Most of the rest of the states have false claims statutes which came into effect after 2005 and were never approved as qualifying for the 10 percent bonus.
The enactment of the Fraud Enforcement and Recovery Act, the Affordable Care Act and the Dodd-Frank Act coming over just a two-year period derailed many state efforts, as legislatures tried to amend their false claims statutes multiple times to comply with the federal changes, said Patrick Burns, communications director for the Taxpayers Against Fraud Education Fund, a non-profit group.
What's more, not all state lawmakers have embraced the new requirements. Some opponents have questioned the cost-effectiveness of statutes that are proposed, which require significant government resources to investigate the Medicaid claims and oblige the government to share recoveries with whistle-blowers, said Ellyn Sternfield, an attorney with Mintz, Levin, Cohn, Ferris, Glovsky and Popeo, who specializes in healthcare fraud enforcement.
States have also been lobbied by drug and medical companies, which have argued that the whistle-blower provisions encourage meritless lawsuits and create a hostile business environment.
"The incentive is there financially, but it's still a hard pill for some legislatures to swallow," Sternfield said. "The state can recover two million in a case, but half goes to lawyers and whistle-blowers. And the federal government gets a portion of the recovery, too."
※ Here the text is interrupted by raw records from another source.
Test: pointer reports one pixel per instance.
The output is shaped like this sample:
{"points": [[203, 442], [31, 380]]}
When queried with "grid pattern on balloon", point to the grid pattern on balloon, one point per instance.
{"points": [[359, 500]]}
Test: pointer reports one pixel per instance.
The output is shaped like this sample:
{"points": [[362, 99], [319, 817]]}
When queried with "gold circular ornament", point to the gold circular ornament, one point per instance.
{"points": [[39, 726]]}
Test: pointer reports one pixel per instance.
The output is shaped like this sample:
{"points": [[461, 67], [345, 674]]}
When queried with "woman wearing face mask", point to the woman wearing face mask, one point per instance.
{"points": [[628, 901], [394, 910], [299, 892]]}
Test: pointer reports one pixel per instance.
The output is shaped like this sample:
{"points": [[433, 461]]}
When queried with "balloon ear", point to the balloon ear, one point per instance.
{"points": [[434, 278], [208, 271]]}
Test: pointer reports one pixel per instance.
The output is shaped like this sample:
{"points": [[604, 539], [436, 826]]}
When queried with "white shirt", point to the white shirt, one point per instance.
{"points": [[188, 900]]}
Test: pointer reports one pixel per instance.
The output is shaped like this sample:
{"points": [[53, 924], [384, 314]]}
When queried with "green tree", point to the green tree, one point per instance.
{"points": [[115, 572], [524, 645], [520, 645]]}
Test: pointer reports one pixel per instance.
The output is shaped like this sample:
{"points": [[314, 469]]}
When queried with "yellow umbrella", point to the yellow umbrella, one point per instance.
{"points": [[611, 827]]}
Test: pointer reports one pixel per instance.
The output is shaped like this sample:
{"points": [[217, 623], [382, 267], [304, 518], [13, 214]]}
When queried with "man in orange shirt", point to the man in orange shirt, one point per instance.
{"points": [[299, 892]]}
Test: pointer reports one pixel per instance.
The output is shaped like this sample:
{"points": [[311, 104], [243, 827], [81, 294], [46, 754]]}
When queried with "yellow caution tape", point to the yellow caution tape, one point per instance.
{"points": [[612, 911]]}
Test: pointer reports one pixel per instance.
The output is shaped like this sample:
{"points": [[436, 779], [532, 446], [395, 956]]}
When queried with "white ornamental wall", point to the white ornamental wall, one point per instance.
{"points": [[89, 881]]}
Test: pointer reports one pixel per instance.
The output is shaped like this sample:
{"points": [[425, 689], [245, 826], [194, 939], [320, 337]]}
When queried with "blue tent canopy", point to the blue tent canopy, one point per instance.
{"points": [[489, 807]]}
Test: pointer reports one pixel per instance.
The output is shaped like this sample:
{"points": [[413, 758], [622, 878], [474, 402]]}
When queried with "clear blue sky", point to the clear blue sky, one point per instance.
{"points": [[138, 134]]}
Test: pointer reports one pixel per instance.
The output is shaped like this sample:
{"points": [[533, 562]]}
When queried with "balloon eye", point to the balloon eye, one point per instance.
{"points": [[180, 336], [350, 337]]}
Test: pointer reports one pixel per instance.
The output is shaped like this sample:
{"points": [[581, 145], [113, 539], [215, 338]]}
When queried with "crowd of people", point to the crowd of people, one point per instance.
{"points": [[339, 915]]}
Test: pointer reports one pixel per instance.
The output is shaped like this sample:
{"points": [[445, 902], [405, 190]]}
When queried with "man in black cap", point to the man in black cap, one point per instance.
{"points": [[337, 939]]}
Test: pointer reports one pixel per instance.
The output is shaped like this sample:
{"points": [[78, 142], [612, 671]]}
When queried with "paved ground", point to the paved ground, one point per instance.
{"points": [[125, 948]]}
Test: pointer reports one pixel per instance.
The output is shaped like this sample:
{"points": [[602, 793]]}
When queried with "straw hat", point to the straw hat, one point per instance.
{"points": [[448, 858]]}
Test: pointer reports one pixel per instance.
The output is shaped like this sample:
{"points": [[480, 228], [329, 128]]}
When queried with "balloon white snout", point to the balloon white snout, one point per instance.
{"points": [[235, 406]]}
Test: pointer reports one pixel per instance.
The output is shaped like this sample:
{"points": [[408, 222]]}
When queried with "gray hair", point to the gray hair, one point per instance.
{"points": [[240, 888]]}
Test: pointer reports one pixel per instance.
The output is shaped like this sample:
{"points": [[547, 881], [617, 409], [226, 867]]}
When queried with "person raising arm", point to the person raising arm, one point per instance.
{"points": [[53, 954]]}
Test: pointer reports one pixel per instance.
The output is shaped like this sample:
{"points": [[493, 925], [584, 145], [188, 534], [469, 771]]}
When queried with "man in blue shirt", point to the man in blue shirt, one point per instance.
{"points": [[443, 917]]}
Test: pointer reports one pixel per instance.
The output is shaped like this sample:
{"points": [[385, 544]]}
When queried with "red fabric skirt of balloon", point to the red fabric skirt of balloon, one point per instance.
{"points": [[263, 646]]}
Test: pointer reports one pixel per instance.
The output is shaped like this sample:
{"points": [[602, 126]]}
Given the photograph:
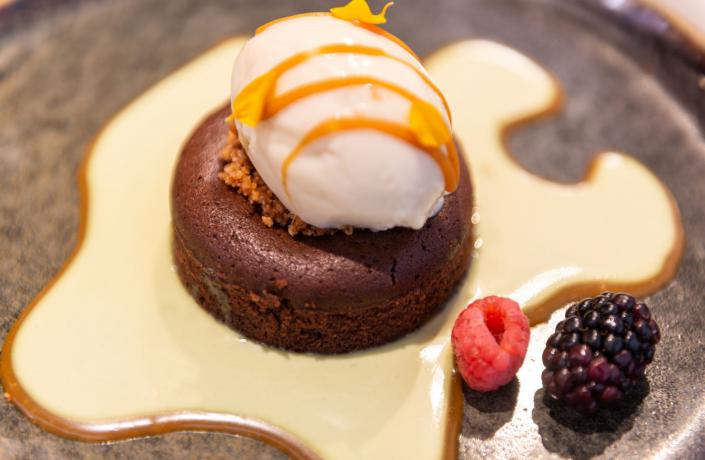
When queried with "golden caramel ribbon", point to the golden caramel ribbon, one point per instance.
{"points": [[359, 10]]}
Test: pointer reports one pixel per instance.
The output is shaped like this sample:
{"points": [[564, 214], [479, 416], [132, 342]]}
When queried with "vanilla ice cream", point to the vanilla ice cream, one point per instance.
{"points": [[364, 178]]}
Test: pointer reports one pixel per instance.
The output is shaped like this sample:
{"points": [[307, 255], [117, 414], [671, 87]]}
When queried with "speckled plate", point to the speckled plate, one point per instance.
{"points": [[633, 83]]}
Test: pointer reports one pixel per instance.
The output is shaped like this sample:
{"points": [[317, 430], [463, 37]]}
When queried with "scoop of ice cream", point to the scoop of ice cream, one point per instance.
{"points": [[315, 73]]}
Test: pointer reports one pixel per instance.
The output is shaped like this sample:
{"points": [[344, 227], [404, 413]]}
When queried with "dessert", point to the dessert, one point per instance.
{"points": [[163, 364], [338, 137]]}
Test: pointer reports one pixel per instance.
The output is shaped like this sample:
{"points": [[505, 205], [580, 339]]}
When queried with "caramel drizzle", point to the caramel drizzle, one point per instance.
{"points": [[370, 27], [268, 80], [404, 133], [255, 103], [450, 168]]}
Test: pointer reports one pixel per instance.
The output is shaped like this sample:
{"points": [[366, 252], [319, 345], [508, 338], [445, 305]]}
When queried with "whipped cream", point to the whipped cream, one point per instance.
{"points": [[363, 178]]}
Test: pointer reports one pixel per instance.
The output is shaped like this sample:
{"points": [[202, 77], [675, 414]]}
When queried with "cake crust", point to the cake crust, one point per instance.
{"points": [[325, 294]]}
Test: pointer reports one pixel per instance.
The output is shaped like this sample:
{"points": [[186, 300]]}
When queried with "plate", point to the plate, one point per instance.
{"points": [[633, 83]]}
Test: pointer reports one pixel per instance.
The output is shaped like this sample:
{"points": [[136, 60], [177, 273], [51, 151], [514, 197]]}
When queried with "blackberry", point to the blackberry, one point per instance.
{"points": [[599, 351]]}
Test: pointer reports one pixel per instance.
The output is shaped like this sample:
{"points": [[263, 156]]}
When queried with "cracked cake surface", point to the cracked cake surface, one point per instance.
{"points": [[239, 173]]}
Texas, often touted by false claims experts as having an effective state-level statute, is still working to get its law amended to meet the new federal standards.
Burns, of the Taxpayers Against Fraud group, said the delay is due largely to opposition to expanded protection granted to whistle-blowers under the new federal requirements. But he said he expects Texas will update its law.
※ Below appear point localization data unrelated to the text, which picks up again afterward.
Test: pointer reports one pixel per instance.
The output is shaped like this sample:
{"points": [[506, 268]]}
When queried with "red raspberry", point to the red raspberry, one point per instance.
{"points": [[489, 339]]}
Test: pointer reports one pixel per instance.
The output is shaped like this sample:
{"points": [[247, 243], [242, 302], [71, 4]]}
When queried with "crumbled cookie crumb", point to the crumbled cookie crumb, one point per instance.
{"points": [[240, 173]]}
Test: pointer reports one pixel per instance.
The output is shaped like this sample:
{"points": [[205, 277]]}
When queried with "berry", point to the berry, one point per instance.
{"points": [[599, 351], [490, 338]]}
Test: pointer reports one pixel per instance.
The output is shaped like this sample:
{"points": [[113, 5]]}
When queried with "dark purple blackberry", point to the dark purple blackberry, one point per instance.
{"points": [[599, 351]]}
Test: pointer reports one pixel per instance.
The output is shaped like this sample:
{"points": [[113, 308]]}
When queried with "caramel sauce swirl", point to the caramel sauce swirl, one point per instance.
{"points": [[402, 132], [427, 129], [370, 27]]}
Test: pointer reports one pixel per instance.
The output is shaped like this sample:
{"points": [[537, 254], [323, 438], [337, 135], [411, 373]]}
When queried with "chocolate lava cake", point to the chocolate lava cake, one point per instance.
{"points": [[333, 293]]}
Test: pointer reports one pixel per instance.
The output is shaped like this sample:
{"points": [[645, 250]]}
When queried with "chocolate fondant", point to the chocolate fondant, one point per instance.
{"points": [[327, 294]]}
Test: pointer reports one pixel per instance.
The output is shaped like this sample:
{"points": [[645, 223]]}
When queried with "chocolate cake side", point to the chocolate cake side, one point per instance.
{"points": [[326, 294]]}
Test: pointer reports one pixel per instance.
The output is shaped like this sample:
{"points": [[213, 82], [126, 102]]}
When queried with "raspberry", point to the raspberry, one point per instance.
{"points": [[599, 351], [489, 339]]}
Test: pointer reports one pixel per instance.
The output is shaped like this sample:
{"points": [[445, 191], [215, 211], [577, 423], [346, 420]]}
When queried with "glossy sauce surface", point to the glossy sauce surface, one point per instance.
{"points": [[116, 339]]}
If the money Texas collected in bonus payments over the last seven years is representative, the state would stand to make tens of millions of dollars less in Medicaid recoveries over the next few years if it doesn't pass a law that qualifies it for the Deficit Reduction Act incentive, according to a study by the Taxpayers Against Fraud Education Fund.
After subtracting for whistle-blower shares and attorneys' fees, Texas recovered more than $821 million over the last seven years, according to the study, which used data from the Texas attorney general's office to track Medicaid fraud recoveries.
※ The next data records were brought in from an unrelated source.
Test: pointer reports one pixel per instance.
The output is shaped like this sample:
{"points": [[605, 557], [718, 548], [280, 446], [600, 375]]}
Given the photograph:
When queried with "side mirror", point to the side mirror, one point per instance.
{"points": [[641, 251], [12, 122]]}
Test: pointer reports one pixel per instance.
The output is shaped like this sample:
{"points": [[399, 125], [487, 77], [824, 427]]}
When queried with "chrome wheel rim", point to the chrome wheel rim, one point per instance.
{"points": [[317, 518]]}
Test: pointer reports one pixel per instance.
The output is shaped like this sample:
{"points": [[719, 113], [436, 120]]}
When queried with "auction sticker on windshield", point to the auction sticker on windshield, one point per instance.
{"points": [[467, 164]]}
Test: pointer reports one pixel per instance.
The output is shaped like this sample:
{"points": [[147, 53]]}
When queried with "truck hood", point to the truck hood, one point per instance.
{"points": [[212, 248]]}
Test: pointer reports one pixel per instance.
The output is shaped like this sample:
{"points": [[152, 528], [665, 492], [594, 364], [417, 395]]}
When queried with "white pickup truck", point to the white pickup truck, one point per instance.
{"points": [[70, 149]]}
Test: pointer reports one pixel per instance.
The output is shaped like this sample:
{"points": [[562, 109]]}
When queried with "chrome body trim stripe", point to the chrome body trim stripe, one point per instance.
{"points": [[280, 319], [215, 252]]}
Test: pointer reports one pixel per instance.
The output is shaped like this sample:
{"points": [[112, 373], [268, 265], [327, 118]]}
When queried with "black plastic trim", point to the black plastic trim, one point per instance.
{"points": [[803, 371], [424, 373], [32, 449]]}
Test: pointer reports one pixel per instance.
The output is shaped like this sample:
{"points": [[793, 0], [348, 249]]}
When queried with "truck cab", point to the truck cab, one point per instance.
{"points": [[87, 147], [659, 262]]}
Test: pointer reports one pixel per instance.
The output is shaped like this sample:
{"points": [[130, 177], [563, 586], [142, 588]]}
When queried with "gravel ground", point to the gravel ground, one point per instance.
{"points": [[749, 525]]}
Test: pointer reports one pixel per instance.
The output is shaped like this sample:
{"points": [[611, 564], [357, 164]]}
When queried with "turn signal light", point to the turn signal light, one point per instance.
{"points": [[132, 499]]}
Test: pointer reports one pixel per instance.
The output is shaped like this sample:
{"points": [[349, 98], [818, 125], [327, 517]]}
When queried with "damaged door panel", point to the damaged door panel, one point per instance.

Pennsylvania is one of the 21 states that has no version of a false claims act. Legislation to enact one has been introduced multiple times over the last decade, but a coalition of Pennsylvania business groups urged the legislature to kill the legislation each time.
Opponents say the bill would duplicate the federal statute and hurt the state's efforts to recruit and retain physicians.
Earlier this year, Pennsylvania State Representative Brandon Neuman drafted another false claims bill. He said he hopes the Deficit Reduction Act's 10 percent incentive will help propel the new version through the Pennsylvania legislature. But opposition looms.
"All of the state proposals we've seen go far beyond what the federal Deficit Reduction Act requires, which is always a fear for us," said Sam Denisco, vice president of government affairs for the Pennsylvania Chamber of Business and Industry.